Bei der Daimler-Hauptversammlung hat die Polizei einen Streit am Büffet schlichten müssen. Während die Aktionäre früher bei den Treffen noch kulinarisch verwöhnt wurden, geht es inzwischen eher bodenständig zu.

Berlin/München - Will man wissen, was für Aktionäre wirklich zählt, lohnt ein Blick ins Archiv der Schwäbischen Bank in Stuttgart. Das Institut ist nämlich nicht nur ein veritables Geldhaus, sondern verwaltet auch so etwas wie das kulinarische Erbe diverser deutscher Aktiengesellschaften. Über Jahre haben Bank-Mitarbeiter die auf Hauptversammlungen gereichten Speisen und Getränke erfasst und in Form eines kleinen Heftes einer breiten Öffentlichkeit zu Verfügung gestellt – sozusagen, um Appetit auf Aktien zu machen.

Für das Jahr 2006 notierten die Banker beispielsweise in ihrem mit „Schwäbische Aktien – zom Fressa’ gern“ betitelten Werk, dass der Besteck-Hersteller WMF auf seinem Aktionärs-Treff „Kalbsbraten mit hausgemachten Spätzle auf feinem Gemüse“ reicht. Der Sportwagenbauer Porsche bot ein „granatenmäßig gutes“ Buffet feil, und der Ingenieursdienstleister Bertrandt lockte mit Maultaschen in „allen erdenklichen Variationen“, dazu gab es Chinesisches und zum Abschluss Eis aus Italien. Daimler fuhr gar drei Mahlzeiten auf. Das lukullische Mahl garnierte der Caterer des Autobauers mit durchgehend kalten und warmen Getränken sowie Croissants und Schmalzgebäck. Viel gab es, und immer reichlich, schrieben die Banker in ihrem mittlerweile eingestellten kulinarischen Reiseführer durch die deutsche Unternehmensgastronomie.

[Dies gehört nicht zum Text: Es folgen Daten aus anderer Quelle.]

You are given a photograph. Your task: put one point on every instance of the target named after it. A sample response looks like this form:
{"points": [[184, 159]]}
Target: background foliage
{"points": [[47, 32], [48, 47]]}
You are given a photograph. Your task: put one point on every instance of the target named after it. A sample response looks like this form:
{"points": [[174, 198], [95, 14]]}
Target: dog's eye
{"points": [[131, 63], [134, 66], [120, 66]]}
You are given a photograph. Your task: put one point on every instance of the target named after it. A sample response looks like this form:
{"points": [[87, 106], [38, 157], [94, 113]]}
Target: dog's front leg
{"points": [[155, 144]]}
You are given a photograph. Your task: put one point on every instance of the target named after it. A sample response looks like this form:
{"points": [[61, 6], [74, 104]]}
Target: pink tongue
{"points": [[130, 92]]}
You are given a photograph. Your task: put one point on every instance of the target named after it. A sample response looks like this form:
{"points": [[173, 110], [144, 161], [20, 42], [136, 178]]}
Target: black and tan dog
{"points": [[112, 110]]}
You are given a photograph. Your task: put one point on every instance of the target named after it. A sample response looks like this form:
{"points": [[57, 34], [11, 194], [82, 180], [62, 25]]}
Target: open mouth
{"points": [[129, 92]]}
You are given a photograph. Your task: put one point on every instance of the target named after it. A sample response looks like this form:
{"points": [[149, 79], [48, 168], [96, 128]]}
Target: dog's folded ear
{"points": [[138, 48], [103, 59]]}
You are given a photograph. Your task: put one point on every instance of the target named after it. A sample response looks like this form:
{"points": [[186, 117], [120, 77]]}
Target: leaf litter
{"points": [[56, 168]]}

Heute sieht die Lage anders aus. Viele Aktiengesellschaften haben nach der Wirtschafts- und Finanzkrise der Jahre 2008 bis 2010 auf schnöde Hausmannskost umgestellt. Statt Entenbrust gibt es jetzt also Würstchen und Kartoffelsalat – und das führt mitunter zu Spannungen. Jüngstes Beispiel: Auf der am vergangenen Mittwoch in Berlin abgehaltenen Hauptversammlung des Daimler-Konzerns gerieten zwei Aktionäre am Buffet dermaßen aneinander, dass die Polizei gerufen werden musste, um den Streit zu schlichten. Ein Anteilseigner hatte sich wiederholt blassorange-farbene „Saitenwürschtle“ für zu Hause eingepackt und so das Missfallen einer anderen Aktionärin auf sich gezogen. Am Ende fühlte sich sogar Daimler-Chef-Aufseher Manfred Bischoff bemüßigt, verbal einzugreifen.

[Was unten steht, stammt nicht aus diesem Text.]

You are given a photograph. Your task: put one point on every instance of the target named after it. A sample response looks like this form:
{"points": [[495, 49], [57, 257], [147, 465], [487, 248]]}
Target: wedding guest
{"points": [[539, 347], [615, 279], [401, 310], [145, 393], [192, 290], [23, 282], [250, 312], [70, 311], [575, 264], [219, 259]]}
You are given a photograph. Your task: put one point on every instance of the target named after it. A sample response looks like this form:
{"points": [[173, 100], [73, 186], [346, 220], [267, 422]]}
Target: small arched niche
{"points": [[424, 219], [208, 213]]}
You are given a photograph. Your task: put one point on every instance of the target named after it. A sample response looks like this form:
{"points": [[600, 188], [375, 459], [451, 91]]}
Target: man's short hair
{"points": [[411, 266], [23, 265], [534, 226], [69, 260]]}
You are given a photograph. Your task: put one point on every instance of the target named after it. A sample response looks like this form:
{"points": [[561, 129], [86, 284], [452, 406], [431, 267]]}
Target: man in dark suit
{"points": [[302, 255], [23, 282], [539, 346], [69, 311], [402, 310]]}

Annehmlichkeiten für Aktionariat 

„Es wird gefährlich, weil die Firmen die Bewirtung zurückfahren“, sagt Bernhard Orlik mit einem kleinen Augenzwinkern. Orlik ist Vorstand von HCE Haubrok, einem von zwei großen deutschen Dienstleistern, die Großveranstaltungen für Dax-Konzerne und Mittelständler ausrichten. Ganz neu seien rüde Rüpeleien zwischen Brioche und Bratwurst gleichwohl nicht. Die von manchen spöttisch „Naturaldividende“ genannten Verpflegungsrationen seien für viele Aktionäre schon seit längerem wichtiger als die eigentliche wirtschaftliche Entwicklung des Unternehmens.

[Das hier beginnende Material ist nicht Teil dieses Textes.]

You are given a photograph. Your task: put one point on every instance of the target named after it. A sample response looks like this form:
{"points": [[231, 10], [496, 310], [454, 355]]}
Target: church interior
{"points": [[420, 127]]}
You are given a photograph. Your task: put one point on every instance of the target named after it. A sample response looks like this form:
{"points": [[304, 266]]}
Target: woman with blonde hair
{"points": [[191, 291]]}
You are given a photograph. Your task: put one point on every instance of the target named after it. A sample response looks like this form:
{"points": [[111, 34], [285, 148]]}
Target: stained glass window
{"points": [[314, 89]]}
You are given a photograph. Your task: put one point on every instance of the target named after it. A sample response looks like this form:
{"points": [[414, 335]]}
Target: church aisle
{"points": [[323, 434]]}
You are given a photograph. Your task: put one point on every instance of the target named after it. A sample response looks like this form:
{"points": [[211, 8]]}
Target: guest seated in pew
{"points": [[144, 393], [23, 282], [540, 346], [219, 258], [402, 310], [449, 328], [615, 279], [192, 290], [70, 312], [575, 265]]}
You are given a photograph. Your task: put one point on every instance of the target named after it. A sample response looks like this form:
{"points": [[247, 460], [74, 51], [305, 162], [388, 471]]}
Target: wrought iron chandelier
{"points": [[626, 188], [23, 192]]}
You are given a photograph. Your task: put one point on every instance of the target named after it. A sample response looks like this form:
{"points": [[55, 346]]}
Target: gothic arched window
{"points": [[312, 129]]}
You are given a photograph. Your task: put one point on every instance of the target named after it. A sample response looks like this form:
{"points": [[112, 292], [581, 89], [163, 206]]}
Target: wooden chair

Tatsächlich haben sich diverse Firmen vor allem in den fetten 1990er Jahren gegenseitig damit übertroffen, ihrem Aktionariat alle erdenklichen Wohltaten zukommen zu lassen. So verteilte der Edel-Schoko-Hersteller Lindt & Sprüngli bei seinen Aktionärstreffs vier Kilogramm schwere blaue Koffer, gefüllt mit kakaobasierten Köstlichkeiten. Bei Zoos gab es Dauerkarten, bei Seilbahnbetreibern Gratistickets und beim Chemieunternehmen Henkel verließ man als Aktionär den Versammlungssaal selten ohne Waschmittel und Klebeband en masse.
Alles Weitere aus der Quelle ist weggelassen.